When Fidel Castro was in power, the practice of religion was initially banned. It was not until 1992 that the communist regime enshrined religious freedom in the constitution.
But even today, many believers feel they are being patronized. At the same time, the Catholic Church in Cuba is seen as an important bridge builder between Cuban civil society and the regime.
But the Vatican still views homosexuality as a sin, despite the presence of Pope Francis, who is seen as much more liberal than his predecessors. And other communities of faith in Cuba, too, are far less open to the LGBTQI+ community than elsewhere.
But even in Cuba, the MCC remains faithful to its worldwide credo of providing people with a spiritual home regardless of their sexual orientation or identity, as the chair of the Cuban MMCC branch, Yivi Cruz, told DW. “Our church is open to all people, but above all to those who have been excluded from or even hurt by other churches,” she said.
According to the parent organization, there are MCC congregations in 37 countries on all the inhabited continents.
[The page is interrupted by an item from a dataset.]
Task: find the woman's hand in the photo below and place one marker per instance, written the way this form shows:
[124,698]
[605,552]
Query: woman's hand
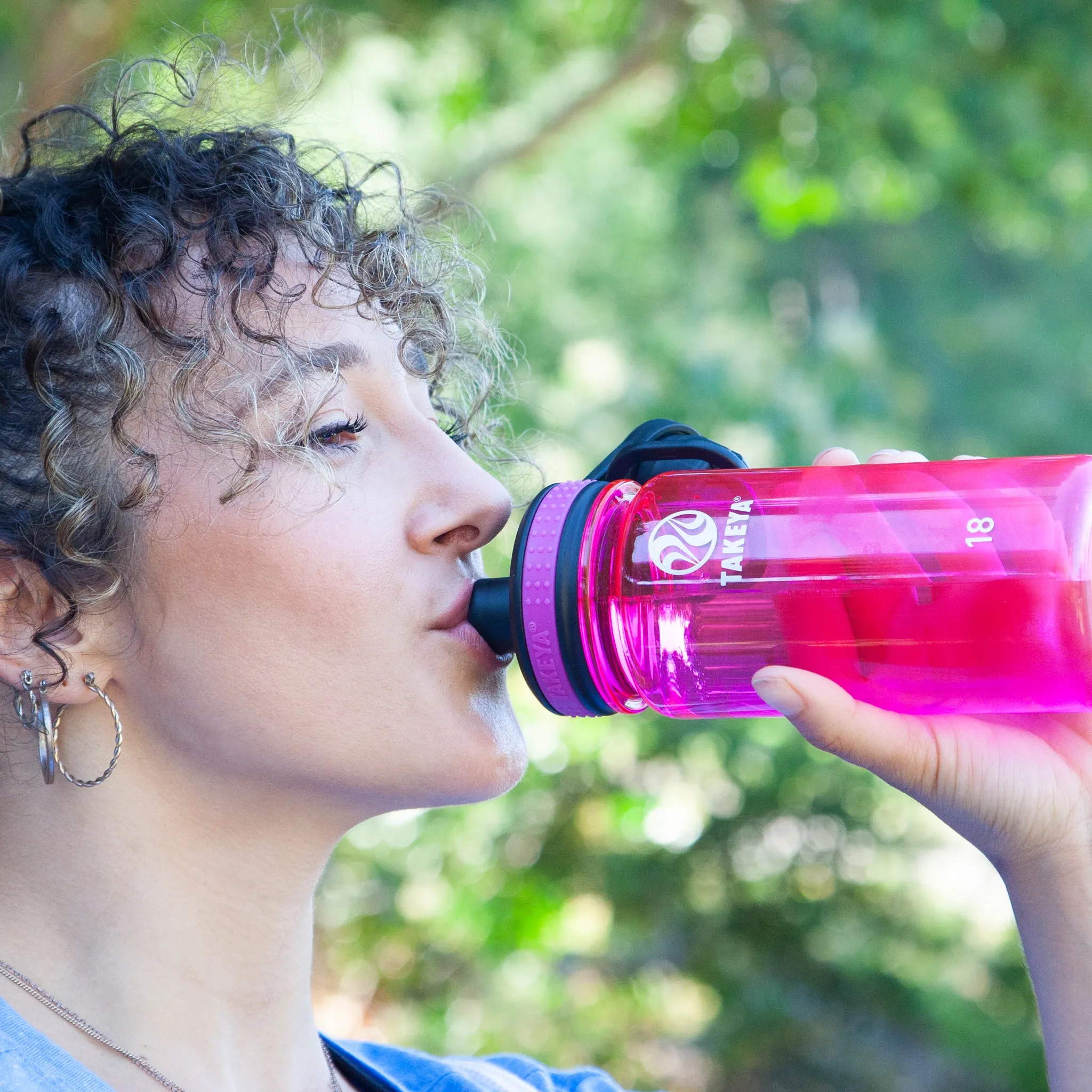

In Cuba, there are three, with the first established in 2015. The only condition that members have to fulfil to be accepted into the congregation is baptism.
But at the MCC church, even people who are unbaptized can take part in Communion, the main sacrament of Protestant communities of faith. In Cuba, these are mostly adherents of African Cuban faiths like Santeria, a widespread religion that has roots in voodoo. “We are a radically inclusive church,” says Cruz. “We don’t exclude anyone — not because of their gender, not because of their skin color and not because of their religion, either.”
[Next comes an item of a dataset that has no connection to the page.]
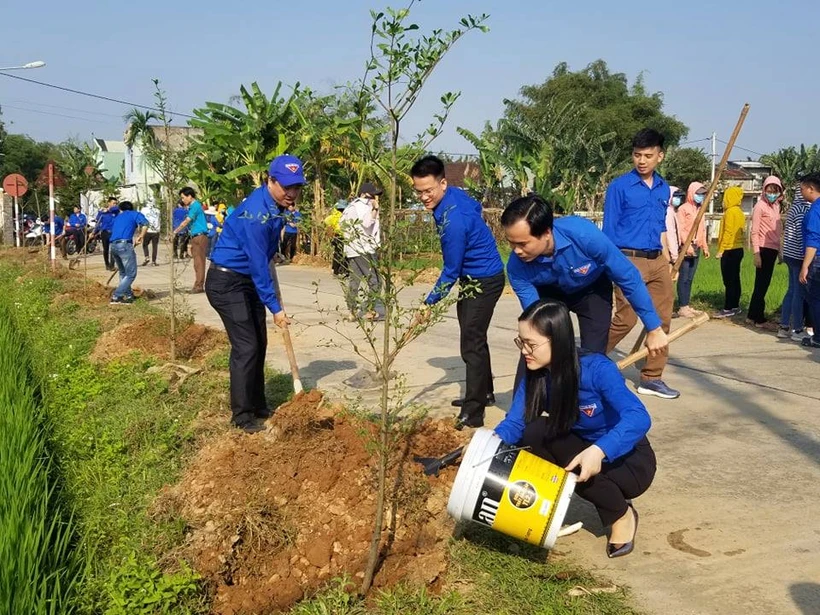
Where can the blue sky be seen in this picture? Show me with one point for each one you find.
(707, 58)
Going against the political tide
“I believe that the MCC is an example of respect and community spirit in society even beyond religious issues,” said the Cuban journalist Eileen Sosin Martinez, who has written about the MCC in Cuba for the government-critical website openDemocracy. “It offers a space for resistance and hope by including all people” at a time when religious fundamentalism is experiencing a boom in Cuba, she told DW.
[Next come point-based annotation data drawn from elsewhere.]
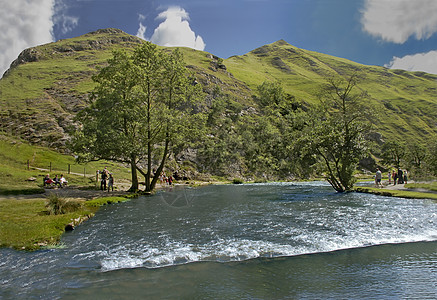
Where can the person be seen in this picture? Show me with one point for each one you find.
(56, 181)
(63, 181)
(378, 177)
(47, 180)
(103, 177)
(400, 176)
(110, 182)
Martinez was alluding to the debate about same-sex marriage that is currently going on in Cuba. Before the reform of the constitution in 2019, the Cuban LGBTQI+ community had hoped that the Havana regime would make marriage for all a constitutional right. Various churches objected to the idea; the MCC supported it. In the end, the issue was not included in the constitution. Now the community hopes that same-sex marriage will be enshrined in the Family Code, which is to be amended in 2021.
Whatever decision is taken, the MCC will not let itself be restricted, says Yivi Cruz. “We celebrate weddings for all those who want them, because love must not be a privilege,” the pastor says. The congregation also campaigns on other social and political issues, such as education on sexual health and environmental protection.
Cruz says the aim is to found more congregations in Cuba. “We want to be present wherever our liberating theology is needed,” she said.